Sin embargo, Dorotea, fuerte y altiva como el Sol, avanza por la calle desierta, único ser vivo a esta hora bajo el inmenso azul, y forma en la luz una mancha brillante y negra.
Avanza, balanceando muellemente el torso tan fino sobre las caderas tan anchas. Su vestido de seda ajustado, de tono claro y rosa, contrasta vivamente con las tinieblas de su piel, moldeando con exactitud su tallo largo, su espalda hundida y su pecho puntiagudo.
La sombrilla roja, tamizando la luz, proyecta en su rostro sombrío el afeite ensangrentado de sus reflejos.
El peso de su enorme cabellera casi azul echa atrás su cabeza delicada y le da aire de triunfo y de pereza. Pesados pendientes gorjean secretos en sus orejas lindas.
De tiempo en tiempo, la brisa del mar levanta un extremo de su falda flotante y deja ver la pierna luciente y soberbia; y su pie, semejante a los pies de las diosas de mármol que Europa encierra en sus museos, imprime fielmente su forma en la arena menuda. Porque Dorotea es tan prodigiosamente coqueta, que el gusto de verse admirada vence en ella al orgullo de la libertad, y aunque es libre, anda sin zapatos.

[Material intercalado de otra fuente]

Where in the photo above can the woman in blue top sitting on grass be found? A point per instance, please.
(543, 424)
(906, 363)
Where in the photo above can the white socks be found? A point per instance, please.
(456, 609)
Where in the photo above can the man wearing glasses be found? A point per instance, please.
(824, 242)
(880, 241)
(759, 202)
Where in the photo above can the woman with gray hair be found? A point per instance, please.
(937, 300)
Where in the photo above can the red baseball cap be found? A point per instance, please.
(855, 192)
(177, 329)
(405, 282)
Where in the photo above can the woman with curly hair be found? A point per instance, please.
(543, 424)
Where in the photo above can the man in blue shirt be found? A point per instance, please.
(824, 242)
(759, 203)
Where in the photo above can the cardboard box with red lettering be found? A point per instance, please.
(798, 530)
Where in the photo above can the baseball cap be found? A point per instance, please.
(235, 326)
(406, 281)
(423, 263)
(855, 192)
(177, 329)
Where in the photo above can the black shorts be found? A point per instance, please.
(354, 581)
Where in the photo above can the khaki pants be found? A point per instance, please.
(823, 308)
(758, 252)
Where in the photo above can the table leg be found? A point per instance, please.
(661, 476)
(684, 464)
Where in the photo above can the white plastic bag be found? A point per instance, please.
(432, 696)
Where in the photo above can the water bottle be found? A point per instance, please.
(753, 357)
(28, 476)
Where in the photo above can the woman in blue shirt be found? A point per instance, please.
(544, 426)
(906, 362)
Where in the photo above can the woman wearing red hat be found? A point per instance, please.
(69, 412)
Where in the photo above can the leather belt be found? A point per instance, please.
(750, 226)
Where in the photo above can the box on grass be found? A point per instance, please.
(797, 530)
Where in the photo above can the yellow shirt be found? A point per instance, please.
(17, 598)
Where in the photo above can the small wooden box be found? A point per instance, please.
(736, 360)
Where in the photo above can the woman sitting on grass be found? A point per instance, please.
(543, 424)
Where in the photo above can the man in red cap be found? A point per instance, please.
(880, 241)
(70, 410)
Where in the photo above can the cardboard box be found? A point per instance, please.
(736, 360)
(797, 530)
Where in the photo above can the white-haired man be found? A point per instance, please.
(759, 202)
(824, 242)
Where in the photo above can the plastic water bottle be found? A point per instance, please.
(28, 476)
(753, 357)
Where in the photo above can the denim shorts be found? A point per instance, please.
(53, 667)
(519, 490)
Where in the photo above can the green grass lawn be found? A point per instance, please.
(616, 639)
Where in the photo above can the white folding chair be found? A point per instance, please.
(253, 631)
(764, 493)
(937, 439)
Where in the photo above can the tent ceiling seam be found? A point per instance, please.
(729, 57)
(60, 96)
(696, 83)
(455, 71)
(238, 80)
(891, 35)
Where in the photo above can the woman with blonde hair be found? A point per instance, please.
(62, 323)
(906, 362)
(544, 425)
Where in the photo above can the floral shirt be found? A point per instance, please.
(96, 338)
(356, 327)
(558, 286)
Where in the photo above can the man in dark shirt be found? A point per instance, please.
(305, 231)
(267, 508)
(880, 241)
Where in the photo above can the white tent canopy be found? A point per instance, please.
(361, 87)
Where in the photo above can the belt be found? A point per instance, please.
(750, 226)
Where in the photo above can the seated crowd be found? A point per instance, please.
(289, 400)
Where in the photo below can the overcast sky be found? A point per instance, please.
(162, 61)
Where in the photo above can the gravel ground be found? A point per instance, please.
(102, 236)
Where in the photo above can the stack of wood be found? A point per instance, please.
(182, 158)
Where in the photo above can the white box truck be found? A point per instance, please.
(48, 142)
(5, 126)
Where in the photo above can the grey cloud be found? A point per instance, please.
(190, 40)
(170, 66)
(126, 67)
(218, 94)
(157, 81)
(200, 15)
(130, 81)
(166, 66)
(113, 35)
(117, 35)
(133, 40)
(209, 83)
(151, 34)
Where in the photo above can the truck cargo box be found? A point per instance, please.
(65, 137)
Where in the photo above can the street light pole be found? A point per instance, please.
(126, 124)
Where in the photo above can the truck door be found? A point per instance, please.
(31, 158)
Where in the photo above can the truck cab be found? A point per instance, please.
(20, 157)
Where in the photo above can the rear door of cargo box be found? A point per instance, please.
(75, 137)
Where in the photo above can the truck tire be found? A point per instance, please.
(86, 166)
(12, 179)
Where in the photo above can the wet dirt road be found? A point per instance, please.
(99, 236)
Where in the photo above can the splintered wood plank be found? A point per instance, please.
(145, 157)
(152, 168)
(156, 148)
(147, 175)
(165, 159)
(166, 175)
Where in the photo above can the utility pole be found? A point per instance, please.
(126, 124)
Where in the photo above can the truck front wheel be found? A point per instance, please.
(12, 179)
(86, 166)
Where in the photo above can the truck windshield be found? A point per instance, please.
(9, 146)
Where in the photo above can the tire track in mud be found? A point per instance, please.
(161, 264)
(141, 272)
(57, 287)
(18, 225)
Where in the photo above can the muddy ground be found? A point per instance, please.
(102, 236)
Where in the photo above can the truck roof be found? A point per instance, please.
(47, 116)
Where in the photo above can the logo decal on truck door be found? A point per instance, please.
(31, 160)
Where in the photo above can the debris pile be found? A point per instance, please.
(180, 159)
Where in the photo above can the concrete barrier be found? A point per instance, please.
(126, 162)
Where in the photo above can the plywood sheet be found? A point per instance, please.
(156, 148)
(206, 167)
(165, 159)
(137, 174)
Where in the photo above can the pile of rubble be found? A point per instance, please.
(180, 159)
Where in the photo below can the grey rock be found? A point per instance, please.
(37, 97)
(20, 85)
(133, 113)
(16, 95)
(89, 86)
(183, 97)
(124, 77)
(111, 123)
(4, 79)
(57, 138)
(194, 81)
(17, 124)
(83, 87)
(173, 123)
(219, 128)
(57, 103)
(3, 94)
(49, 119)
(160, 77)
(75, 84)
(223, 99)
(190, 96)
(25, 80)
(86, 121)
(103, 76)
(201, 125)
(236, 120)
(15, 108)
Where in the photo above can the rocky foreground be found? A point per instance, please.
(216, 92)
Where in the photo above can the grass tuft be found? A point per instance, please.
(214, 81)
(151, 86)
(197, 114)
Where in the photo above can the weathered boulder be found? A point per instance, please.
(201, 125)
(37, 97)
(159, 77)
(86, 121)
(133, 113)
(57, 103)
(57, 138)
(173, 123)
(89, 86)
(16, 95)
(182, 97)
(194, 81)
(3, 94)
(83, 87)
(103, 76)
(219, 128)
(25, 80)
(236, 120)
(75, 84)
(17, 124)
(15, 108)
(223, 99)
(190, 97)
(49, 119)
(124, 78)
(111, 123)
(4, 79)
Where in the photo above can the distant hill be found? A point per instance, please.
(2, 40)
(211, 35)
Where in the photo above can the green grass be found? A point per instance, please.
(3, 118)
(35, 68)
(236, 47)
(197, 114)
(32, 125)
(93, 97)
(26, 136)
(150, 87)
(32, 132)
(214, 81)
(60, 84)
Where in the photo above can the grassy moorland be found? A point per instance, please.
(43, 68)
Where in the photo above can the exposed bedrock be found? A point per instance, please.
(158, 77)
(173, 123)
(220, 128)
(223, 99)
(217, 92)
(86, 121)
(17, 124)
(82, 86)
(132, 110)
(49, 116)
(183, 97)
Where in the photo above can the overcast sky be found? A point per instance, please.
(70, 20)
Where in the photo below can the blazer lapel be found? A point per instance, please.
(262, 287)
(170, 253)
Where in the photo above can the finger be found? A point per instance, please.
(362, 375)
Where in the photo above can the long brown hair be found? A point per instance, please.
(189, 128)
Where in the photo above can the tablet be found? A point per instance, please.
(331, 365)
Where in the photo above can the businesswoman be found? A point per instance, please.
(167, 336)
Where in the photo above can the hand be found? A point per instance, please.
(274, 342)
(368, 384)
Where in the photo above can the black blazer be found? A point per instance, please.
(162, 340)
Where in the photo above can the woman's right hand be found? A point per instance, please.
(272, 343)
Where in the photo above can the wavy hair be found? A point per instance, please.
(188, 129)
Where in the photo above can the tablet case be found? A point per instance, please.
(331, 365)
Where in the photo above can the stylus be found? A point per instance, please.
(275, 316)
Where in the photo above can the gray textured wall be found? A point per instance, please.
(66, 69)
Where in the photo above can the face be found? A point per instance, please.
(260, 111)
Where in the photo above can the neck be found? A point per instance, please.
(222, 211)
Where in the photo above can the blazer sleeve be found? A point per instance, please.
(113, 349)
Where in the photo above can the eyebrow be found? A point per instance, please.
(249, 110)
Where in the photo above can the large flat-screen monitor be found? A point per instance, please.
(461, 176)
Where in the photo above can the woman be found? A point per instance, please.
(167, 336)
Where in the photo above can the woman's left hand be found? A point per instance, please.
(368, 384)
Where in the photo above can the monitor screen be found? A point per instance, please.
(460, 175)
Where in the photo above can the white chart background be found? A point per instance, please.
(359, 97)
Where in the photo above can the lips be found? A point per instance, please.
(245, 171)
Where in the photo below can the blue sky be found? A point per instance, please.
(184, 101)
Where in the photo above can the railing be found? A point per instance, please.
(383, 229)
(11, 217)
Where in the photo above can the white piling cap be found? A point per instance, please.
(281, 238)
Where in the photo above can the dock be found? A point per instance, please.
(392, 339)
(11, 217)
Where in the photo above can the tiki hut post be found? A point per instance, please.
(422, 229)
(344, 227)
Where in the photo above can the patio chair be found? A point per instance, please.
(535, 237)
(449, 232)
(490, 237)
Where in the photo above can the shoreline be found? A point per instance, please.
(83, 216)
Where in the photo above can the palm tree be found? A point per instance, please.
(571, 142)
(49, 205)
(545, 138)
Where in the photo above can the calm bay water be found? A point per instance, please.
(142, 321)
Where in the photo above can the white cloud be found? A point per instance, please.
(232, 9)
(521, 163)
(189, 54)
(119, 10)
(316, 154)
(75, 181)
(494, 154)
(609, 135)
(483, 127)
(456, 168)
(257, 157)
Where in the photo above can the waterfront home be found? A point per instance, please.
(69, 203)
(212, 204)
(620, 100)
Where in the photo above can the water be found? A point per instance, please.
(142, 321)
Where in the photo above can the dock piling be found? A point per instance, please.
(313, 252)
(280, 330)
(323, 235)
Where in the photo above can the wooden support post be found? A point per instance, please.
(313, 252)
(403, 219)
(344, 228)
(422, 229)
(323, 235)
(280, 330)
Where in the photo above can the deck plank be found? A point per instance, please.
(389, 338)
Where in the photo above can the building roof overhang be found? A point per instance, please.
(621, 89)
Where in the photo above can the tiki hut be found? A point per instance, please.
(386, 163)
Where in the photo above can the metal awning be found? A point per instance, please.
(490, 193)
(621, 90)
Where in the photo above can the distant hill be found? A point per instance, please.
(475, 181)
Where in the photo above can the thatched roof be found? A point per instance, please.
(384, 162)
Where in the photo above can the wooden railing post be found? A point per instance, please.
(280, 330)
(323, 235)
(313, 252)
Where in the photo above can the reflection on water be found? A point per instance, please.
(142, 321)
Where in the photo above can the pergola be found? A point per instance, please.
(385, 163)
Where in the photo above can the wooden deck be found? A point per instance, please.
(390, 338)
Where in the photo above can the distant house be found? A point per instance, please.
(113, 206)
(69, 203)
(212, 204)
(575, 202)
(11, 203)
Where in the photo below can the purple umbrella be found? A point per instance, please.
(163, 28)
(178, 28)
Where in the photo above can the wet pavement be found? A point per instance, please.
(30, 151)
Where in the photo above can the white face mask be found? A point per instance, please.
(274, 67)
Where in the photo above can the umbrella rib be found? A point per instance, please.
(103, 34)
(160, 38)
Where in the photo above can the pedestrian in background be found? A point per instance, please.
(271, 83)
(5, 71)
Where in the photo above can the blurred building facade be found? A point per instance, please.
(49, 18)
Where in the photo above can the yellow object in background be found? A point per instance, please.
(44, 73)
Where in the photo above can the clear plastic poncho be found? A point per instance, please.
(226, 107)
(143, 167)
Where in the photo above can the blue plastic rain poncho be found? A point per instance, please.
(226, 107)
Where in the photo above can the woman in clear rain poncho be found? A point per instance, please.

Avanza así, armoniosamente, dichosa de vivir, sonriente, con blanca sonrisa, como si viese a lo lejos, en el espacio, un espejo que reflejara su porte y su hermosura.
A la hora en que los mismos perros gimen de dolor al sol que los muerde, ¿qué poderoso motivo hace andar así a la perezosa Dorotea, hermosa y fría como el bronce?
¿Por qué dejó la estrecha cabaña, tan coquetamente dispuesta con flores y esterillas, que a tan poca costa le forman tocador perfecto; donde halla tanto placer en estarse peinando, en fumar, en que le den aire o en mirarse en el espejo de sus anchos abanicos de plumas, mientras el mar, que azota la playa a cien pasos de allí, da a sus divagaciones indecisas un poderoso y monótono acompañamiento, y la marmita de hierro, en que está puesto a cocer un guisado de cangrejos con arroz y azafrán, le envía, desde el fondo del patio, sus perfumes excitantes?
Quizá tiene cita con algún ofícialillo que en playas lejanas oyó a sus compañeros hablar de la famosa Dorotea. Infaliblemente, la sencilla criatura le pedirá que le describa el baile de la Ópera, y le preguntará si se puede ir descalza, como a la danza del domingo, en que hasta las viejas cafrinas se ponen borrachas y furiosas de gozo, y también si las bellas señoras de París son todas más guapas que ella.
A Dorotea todos la admiran y la halagan, y sería perfectamente feliz si no tuviese que amontonar piastra sobre piastra para el rescate de su hermanita, que tendrá once años, y ya está madura y es tan hermosa. ¡Lo conseguirá sin duda la buena Dorotea! ¡El amo de la niña es tan avaro! Demasiado avaro para comprender otra hermosura que la de los escudos.